# Broke my Koralia 4 powerhead



## Tex Gal (Nov 1, 2007)

I was trying to adjust the angle and broke the red stem that holds it to the magnet. Any ideas on how to replace/repair it?


----------



## jgb77 (Jan 6, 2007)

Tex Gal, I suggest contacting Hydor directly. I had a similar problem a while ago, and after contacting them via email, they sent me the part I needed free of charge. It wouldn't hurt to try anyways.
Here is their contact info:

4147 Northgate Blvd, Suite 6, Sacramento, CA 95834 - USA
Ph. 001 (916)920-5222 - Fax 001 (916)920-5522

and by email
[email protected]
__________________
Hope this helps,
John


----------



## Tex Gal (Nov 1, 2007)

Thanks a ton! I'll try it. What do I have to loose?


----------



## Tex Gal (Nov 1, 2007)

Called them right up and they are sending me the new parts - no questions asked! Great customer services!!! These are amazing power heads.


----------



## bigstick120 (Mar 8, 2005)

My propeller snapped, guess I should of called before I bought a new one.
I think I saw an add where they are releasing a new design soon. Should be nice as the ones now are pretty awesome as is!


----------



## Tex Gal (Nov 1, 2007)

bigstick120 said:


> My propeller snapped, guess I should of called before I bought a new one.
> I think I saw an add where they are releasing a new design soon. Should be nice as the ones now are pretty awesome as is!

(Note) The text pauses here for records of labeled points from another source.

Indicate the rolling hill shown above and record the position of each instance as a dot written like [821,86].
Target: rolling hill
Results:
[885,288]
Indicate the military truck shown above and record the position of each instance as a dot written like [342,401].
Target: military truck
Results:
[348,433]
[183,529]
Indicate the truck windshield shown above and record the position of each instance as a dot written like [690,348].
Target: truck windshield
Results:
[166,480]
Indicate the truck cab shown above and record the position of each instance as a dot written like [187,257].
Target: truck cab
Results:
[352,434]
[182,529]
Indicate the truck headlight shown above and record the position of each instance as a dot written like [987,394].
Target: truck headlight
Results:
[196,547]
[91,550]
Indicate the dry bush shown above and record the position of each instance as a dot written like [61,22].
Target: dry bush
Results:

If you google shop Koralia you'll see replacement propellers to purchase for a very few bucks. That's not to say they won't replace it for you free.


----------



## davemonkey (Mar 29, 2008)

This may get off topic...You have a Koralia 4?! I guess your plants absorb alot of the current from it? I got a Koralia 2 for Christmas and I thought it was too much water movement in the 55 gal.


----------



## Tex Gal (Nov 1, 2007)

Ok I have to retract. It's a Koralia 3. It is very powerful!


----------